A. Pois bem, por um lado, então, primeiramente, na tradução da Septuaginta, na tradução daquilo que se chama de o Antigo Testamento, logos é o nome dado à palavra de Deus como comando [455]
(Befehl, Gebot). Os dez mandamentos são traduzidos por “oi deka logoi”. Trata-se, como se o denomina, do Decálogo. E logos significa kerux, nos lembra também Heidegger, aquele que proclama em alta voz, de onde vem o kerigma, a proclamação santa, e logos significa também aggelos, o arauto, o mensageiro que transmite as ordens e os comandos, ou a boa nova do Evangelho.

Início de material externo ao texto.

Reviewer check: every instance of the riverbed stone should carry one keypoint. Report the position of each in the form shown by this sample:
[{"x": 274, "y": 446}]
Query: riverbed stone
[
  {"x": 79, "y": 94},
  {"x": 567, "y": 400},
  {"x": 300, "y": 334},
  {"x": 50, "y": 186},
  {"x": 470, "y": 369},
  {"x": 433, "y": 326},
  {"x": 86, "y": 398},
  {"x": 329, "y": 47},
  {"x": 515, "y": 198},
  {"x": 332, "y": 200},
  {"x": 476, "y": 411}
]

Logos tou staurou, o logos da cruz é a palavra vinda da cruz. O Evangelho da Cruz é o Cristo ele mesmo.

B. E, por outro lado, em segundo lugar, então, o Cristo é o logos da redenção [der Logos der Erlösung), o logos da vida eterna, o logos da zoe [logos] des ewigen Leben, logos zoes [1]). O Cristo é nesse sentido, mas Heidegger não diz isso, mas eu creio poder me autorizar a isso seguindo sua interpretação, não apenas um judeu, e não apenas, isso é bem conhecido, por suas origens, mas um judeu determinado como logos mesites a partir de uma apropriação judaica (Philon) do logos grego, mas um judeu zoológico, uma vez que é um judeu que reúne em sua pessoa, enquanto filho de Deus, logos e zoe. E ele não é zoológico apenas por causa do cordeiro sacrificial, por causa do cordeiro pascal   dos judeus ou do cordeiro místico que dissipa os pecados do mundo. È, então, nesse sentido também que, unindo em um mesmo corpo ou em um mesmo conceito o logos e a vida do vivente, logos e zoe, uma zoo-logia ou uma logo-zoie se impõe. Ela terá, segundo Heidegger, imposto sua autoridade, inclusive sua soberania, sua predominância hegemônica tanto sobre a interpretação originária do logos grego quanto sobre a definição aristotélica do homem como zoon logon echon, o animal que possui o logos. Quanto a ele, ao Cristo, enquanto homem, ele não tem apenas o logos, ele é o logos. Encarnado. Ele encarna o logos que ele tem.


[DERRIDA, Jacques. A besta e o soberano (Seminário) : vol I (2001-2002). Tr. Marco Casanova. Rio de Janeiro: Via Verita, 2016]


[1M. Heidegger, Einführung in die Metaphysik, op. cit., p. 103; tr. fr., p. 148.